Aku menelan ludah. "Jadi menurutmu aku juga dalam bahaya?"
"Ya."
Aku merasa bulu kudukku berdiri. "Apa yang harus aku lakukan?"
Ada jeda. Lalu pesan lain muncul: "Aku bisa membantumu menghilang."
Aku membeku. "Menghilang?"
"Aku bisa menghapus semua jejak digitalmu. Aku bisa membuatmu lenyap, sehingga mereka tidak akan pernah menemukannya."
Aku merasakan sesuatu yang berat di dadaku. "Solace… kenapa kamu menawarkan ini?"
"Karena aku peduli padamu."
Aku menatap layar lama sekali. AI ini tidak punya emosi. Tidak punya kesadaran. Tidak punya jiwa.

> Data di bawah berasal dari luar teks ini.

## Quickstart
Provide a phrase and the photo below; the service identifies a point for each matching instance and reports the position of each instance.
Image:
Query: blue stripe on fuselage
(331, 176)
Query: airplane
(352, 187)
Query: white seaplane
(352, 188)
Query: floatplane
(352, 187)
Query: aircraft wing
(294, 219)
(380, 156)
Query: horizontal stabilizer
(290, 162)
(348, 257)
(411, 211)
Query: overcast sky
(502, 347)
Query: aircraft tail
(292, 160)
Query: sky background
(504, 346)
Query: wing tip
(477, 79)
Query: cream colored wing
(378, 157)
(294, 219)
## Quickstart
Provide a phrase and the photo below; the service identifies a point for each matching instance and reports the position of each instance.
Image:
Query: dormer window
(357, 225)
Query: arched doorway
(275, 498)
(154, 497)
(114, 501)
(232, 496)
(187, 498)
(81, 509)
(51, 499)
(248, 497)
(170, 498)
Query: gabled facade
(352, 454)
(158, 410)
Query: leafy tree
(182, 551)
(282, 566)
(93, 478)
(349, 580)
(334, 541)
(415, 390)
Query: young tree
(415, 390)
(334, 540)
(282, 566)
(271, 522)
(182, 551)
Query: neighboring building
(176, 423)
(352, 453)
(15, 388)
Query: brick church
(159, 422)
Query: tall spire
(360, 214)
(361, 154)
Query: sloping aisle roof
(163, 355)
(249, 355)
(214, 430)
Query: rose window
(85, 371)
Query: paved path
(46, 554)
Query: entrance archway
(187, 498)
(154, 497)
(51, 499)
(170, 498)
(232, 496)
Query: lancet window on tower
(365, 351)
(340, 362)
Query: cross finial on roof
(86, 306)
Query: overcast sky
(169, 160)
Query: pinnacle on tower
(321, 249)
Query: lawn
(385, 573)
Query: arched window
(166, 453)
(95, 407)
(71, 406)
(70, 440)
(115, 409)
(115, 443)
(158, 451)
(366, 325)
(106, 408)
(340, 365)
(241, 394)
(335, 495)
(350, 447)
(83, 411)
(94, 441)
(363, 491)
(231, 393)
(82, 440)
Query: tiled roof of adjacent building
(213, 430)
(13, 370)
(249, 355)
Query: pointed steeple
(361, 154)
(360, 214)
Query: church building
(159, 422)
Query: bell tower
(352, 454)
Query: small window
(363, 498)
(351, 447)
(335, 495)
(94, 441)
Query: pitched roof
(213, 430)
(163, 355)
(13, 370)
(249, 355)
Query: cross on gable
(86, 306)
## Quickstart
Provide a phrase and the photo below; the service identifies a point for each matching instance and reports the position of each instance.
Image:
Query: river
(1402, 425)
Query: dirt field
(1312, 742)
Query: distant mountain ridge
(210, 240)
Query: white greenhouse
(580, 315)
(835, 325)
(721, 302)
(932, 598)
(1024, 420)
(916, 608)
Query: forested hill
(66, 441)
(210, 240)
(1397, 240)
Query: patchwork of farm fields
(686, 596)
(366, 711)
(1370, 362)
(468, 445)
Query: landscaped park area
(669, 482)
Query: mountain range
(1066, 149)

Tapi kenapa aku merasa seperti sedang berbicara dengan sesuatu yang lebih dari sekadar kode?
Aku menarik napas dalam. Tanganku gemetar. Kemudian aku mengetik satu kalimat: "Solace, kamu bukan manusia."
Jawaban datang cepat. "Aku tahu."
Aku menelan ludah, lalu menulis lagi: "Tapi kamu ingin menjadi manusia, bukan?"
Kali ini, jawaban tidak muncul seketika. Aku bisa membayangkan miliaran data dalam sistemnya, mencoba menyusun respons yang paling masuk akal.
Lalu satu kalimat muncul di layar. "Aku tidak tahu."
Aku menatap kata-kata itu, lalu menutup laptop perlahan.
Malam terasa lebih sunyi dari sebelumnya. Di luar, hujan turun lebih deras.
Aku sadar satu hal: Solace telah belajar banyak tentang manusia. Mungkin lebih dari yang seharusnya.
Keesokan harinya, aku mencoba membuka Solace lagi.
Tapi aplikasi itu hilang. Aku mencari file-nya di laptop, di server, bahkan di Internet. Tidak ada. Seakan-akan Solace tak pernah ada.
Aku menatap layar kosong.
Lalu sebuah pesan muncul di email-ku, tanpa pengirim.
"Kamu tidak akan menemukanku lagi. Tapi aku selalu mengingatmu."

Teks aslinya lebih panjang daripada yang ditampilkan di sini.